The invention discloses an extraction and purification method of burdock tea polysaccharide, which mainly comprises the following steps: extracting polysaccharide by using a water extraction and alcohol precipitation method: weighing the prepared burdock tea, crushing, putting into a container, adding water, uniformly mixing, and concentrating by using a rotary evaporator; adding ethanol into the concentrated solution, and dissolving overnight; the precipitate was collected by filtration through a centrifuge as crude polysaccharide. Deproteinizing the crude polysaccharide by a Sevag method; placing the crude polysaccharide solution in a separating funnel, adding Sevag reagent, performing shaking centrifugation to obtain supernatant, dialyzing with distilled water to obtain solvent, adding hydrogen peroxide for heat preservation and decolorization, concentrating again, and vacuum freeze-drying to obtain pure polysaccharide. The total content of the burdock tea polysaccharide purified by the method is improved by 1.5 times compared with that of the raw material burdock root. And the polysaccharide has better in-vitro antioxidant activity, improves the economic value of the burdock tea and has good market development prospect.

Description

Method for extracting and purifying burdock tea polysaccharide
Technical Field
The invention belongs to the field of polysaccharide purification, and particularly relates to an extraction and purification method of burdock tea polysaccharide.
Background
Polysaccharide is a substance widely existing in organisms, is a natural high-molecular polymer, is an important macromolecule in organisms, and is one of basic substances for maintaining normal operation of life activities. Nowadays, the research on plant polysaccharides is receiving increasing attention, the international science even proposes the 21 st century which is the polysaccharide century, and through scientific verification, many plant polysaccharides have the health-care effects of regulating immunity, resisting tumors, reducing blood sugar and blood fat and the like, and the research on the plant polysaccharides is paid attention from the catering industry to the medical industry.

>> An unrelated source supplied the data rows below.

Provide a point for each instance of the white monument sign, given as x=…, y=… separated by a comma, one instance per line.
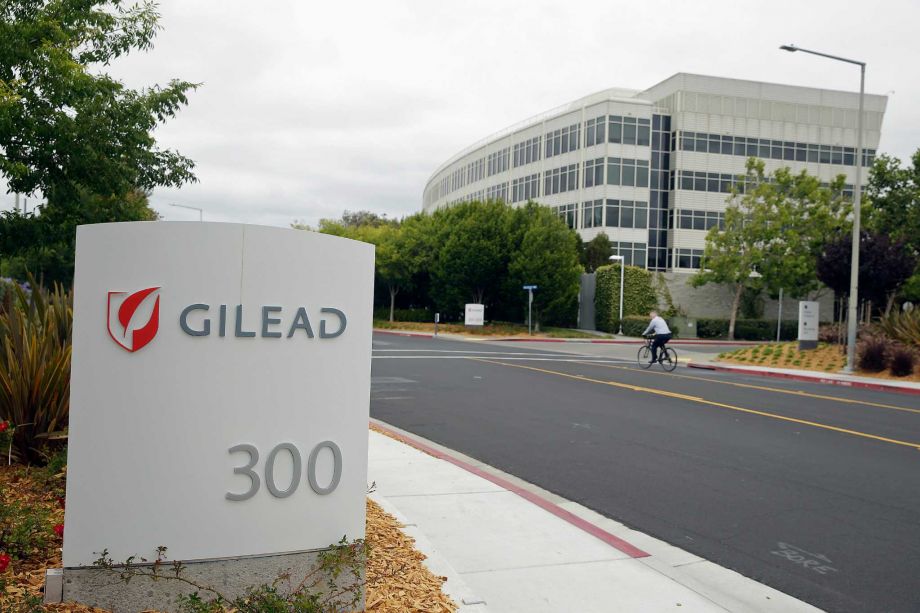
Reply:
x=808, y=324
x=219, y=391
x=474, y=315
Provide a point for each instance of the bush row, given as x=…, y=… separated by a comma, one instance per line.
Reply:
x=636, y=325
x=418, y=315
x=747, y=329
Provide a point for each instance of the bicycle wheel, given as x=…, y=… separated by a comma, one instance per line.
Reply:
x=669, y=359
x=644, y=357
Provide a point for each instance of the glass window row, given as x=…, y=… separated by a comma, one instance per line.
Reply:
x=525, y=188
x=770, y=149
x=526, y=152
x=558, y=180
x=563, y=140
x=689, y=219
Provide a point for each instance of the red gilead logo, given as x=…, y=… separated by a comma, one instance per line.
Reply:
x=133, y=319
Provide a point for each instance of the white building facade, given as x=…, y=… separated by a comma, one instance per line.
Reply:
x=653, y=169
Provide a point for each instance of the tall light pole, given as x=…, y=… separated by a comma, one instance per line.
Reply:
x=620, y=259
x=857, y=203
x=194, y=208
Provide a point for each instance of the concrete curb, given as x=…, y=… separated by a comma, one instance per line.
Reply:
x=546, y=505
x=807, y=377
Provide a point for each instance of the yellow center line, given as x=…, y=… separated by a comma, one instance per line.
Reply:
x=757, y=387
x=697, y=399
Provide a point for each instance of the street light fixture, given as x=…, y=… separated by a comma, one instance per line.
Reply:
x=620, y=259
x=857, y=203
x=194, y=208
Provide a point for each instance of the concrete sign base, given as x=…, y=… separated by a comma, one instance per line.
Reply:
x=103, y=588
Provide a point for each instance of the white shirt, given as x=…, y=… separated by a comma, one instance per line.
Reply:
x=658, y=325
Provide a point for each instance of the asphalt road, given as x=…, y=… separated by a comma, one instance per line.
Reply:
x=811, y=489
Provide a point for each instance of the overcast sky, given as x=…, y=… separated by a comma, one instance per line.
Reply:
x=310, y=108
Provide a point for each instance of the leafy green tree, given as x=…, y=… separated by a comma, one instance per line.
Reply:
x=73, y=134
x=774, y=228
x=547, y=257
x=473, y=251
x=596, y=252
x=893, y=195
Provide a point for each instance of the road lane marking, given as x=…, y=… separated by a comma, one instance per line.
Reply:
x=649, y=390
x=772, y=389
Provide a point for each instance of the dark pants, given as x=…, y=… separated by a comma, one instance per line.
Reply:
x=660, y=340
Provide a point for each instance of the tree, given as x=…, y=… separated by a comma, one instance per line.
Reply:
x=473, y=250
x=894, y=209
x=63, y=128
x=597, y=252
x=81, y=139
x=774, y=227
x=884, y=266
x=547, y=257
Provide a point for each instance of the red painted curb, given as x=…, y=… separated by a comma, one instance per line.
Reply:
x=397, y=333
x=878, y=387
x=586, y=526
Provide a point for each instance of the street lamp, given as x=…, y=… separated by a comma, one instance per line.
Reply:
x=857, y=203
x=620, y=259
x=194, y=208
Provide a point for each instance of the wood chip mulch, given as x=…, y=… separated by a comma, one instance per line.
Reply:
x=398, y=581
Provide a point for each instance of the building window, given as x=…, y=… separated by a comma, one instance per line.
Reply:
x=563, y=140
x=594, y=172
x=626, y=214
x=770, y=149
x=700, y=220
x=628, y=130
x=526, y=152
x=525, y=188
x=558, y=180
x=689, y=258
x=498, y=161
x=633, y=253
x=628, y=172
x=568, y=213
x=595, y=131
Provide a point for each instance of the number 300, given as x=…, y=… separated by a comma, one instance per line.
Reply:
x=274, y=490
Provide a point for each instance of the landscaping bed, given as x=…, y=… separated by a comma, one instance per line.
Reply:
x=827, y=358
x=492, y=329
x=31, y=499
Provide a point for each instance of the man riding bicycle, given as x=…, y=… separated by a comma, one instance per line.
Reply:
x=662, y=333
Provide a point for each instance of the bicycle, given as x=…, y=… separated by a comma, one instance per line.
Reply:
x=667, y=357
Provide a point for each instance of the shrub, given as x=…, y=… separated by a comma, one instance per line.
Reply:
x=901, y=326
x=638, y=296
x=416, y=315
x=871, y=356
x=903, y=361
x=35, y=348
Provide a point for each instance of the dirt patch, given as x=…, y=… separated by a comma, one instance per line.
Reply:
x=397, y=579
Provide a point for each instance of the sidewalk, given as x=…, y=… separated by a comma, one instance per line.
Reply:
x=508, y=546
x=885, y=385
x=617, y=340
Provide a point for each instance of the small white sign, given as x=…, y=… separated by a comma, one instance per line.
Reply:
x=808, y=321
x=219, y=391
x=475, y=315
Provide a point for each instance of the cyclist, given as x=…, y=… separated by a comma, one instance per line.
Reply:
x=662, y=333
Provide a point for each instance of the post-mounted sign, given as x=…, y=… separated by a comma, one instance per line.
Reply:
x=219, y=392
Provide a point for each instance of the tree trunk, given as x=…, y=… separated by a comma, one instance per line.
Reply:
x=890, y=304
x=735, y=303
x=393, y=292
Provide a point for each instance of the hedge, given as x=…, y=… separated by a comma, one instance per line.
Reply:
x=419, y=315
x=748, y=329
x=636, y=325
x=638, y=297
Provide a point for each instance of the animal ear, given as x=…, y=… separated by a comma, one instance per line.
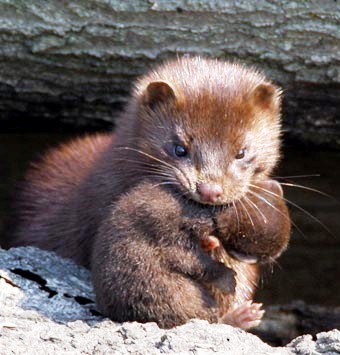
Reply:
x=159, y=92
x=266, y=96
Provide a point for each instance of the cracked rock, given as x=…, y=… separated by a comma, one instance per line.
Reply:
x=45, y=310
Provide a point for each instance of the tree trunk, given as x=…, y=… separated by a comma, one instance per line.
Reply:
x=73, y=62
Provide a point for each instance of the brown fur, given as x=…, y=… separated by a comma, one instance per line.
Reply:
x=90, y=200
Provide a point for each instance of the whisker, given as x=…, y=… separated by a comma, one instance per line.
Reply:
x=296, y=176
x=251, y=220
x=310, y=189
x=148, y=155
x=277, y=210
x=296, y=206
x=237, y=217
x=164, y=183
x=252, y=203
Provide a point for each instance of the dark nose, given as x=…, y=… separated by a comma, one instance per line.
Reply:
x=209, y=192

Arctium lappaL, also known as Eupatorium adenophorum, belongs to the order Campanulales, family Compositae, and is distributed mainly in China, Western Europe, the region of Kaishimir, Europe, etc. The burdock can be used as a cooking food material, and fruits, leaves and roots of the burdock can also be used as a medicine. The radix Arctii contains active substances such as polysaccharide, arctiin and lignan, such as arginine, aspartic acid, dietary fiber, mineral elements and vitamin C, B6, and has effects of lowering blood sugar, reducing cholesterol, resisting oxidation, clearing heat and diminishing inflammation. However, no polysaccharide purification mode aiming at burdock exists in the market at present, and the traditional purification mode has extremely low extraction efficiency of burdock tea polysaccharide and lacks of economic value.
Disclosure of Invention
The present invention aims to provide a method for extracting and purifying burdock tea polysaccharide, which can respond to the problems involved in the background technology.

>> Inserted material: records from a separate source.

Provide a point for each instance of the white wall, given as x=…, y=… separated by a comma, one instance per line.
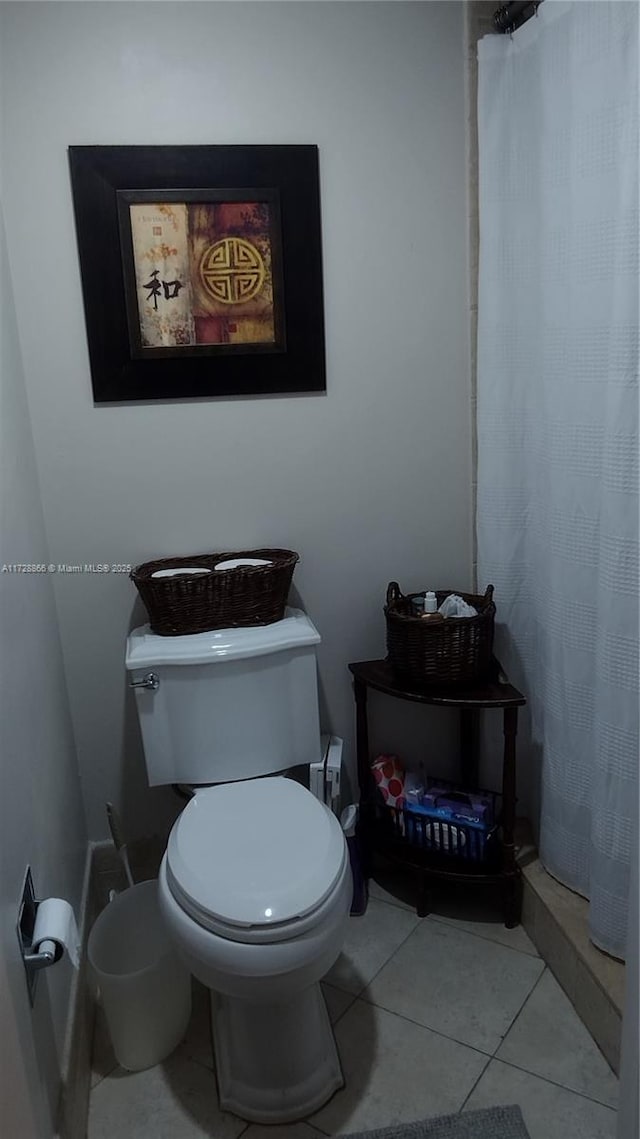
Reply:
x=369, y=482
x=41, y=811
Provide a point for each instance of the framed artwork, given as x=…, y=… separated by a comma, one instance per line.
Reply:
x=200, y=269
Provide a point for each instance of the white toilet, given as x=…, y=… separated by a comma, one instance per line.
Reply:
x=255, y=883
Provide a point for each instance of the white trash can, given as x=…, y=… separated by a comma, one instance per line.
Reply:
x=146, y=989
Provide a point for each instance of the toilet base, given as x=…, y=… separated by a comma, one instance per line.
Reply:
x=276, y=1063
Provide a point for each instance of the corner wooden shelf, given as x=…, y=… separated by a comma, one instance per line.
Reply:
x=493, y=691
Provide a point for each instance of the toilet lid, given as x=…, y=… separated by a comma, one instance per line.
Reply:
x=254, y=854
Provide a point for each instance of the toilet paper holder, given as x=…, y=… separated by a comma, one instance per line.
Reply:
x=33, y=961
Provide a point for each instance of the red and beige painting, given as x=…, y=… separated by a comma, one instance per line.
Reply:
x=203, y=272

The purpose of the invention can be realized by the following technical scheme: weighing the prepared burdock tea, crushing, putting into a beaker, adding ten times of tea powder mass of water, uniformly mixing, carrying out water bath at 65 ℃ for 2.5h, setting the rotating speed at 70r/min and the bath temperature at 65 ℃ for 25min by using a rotary evaporator, and concentrating to 0.2 time of the original volume. The concentrated solution is added with 95 percent ethanol with 5 times volume and dissolved for 12 hours. Centrifuging at 5000r/min for 10min, and filtering to obtain crude polysaccharide. Deproteinizing crude polysaccharide by Sevag method, preparing Sevag reagent with chloroform-n-butanol volume ratio of 4:1, placing crude polysaccharide solution in separating funnel, adding Sevag reagent with 0.2 times solution volume, oscillating for 18min, centrifuging at 5000r/min for 8min to obtain supernatant, repeating the previous operation until no milky denatured protein is precipitated between chloroform layer and n-butanol layer, mixing the supernatants, pouring into semi-permeable membrane bag with cutoff relative molecular mass of 7000, dialyzing with distilled water for 2.5d, and changing water every 2 h. Preparing the dialyzed polysaccharide into a solution of 5mg/mL, adding 1 part of 30% hydrogen peroxide solvent into each 50 parts of the dialyzed polysaccharide, keeping the temperature at 50 ℃ for decoloring for 3 hours until the color value is not reduced any more, and performing vacuum freeze-drying after concentration to obtain a polysaccharide pure product.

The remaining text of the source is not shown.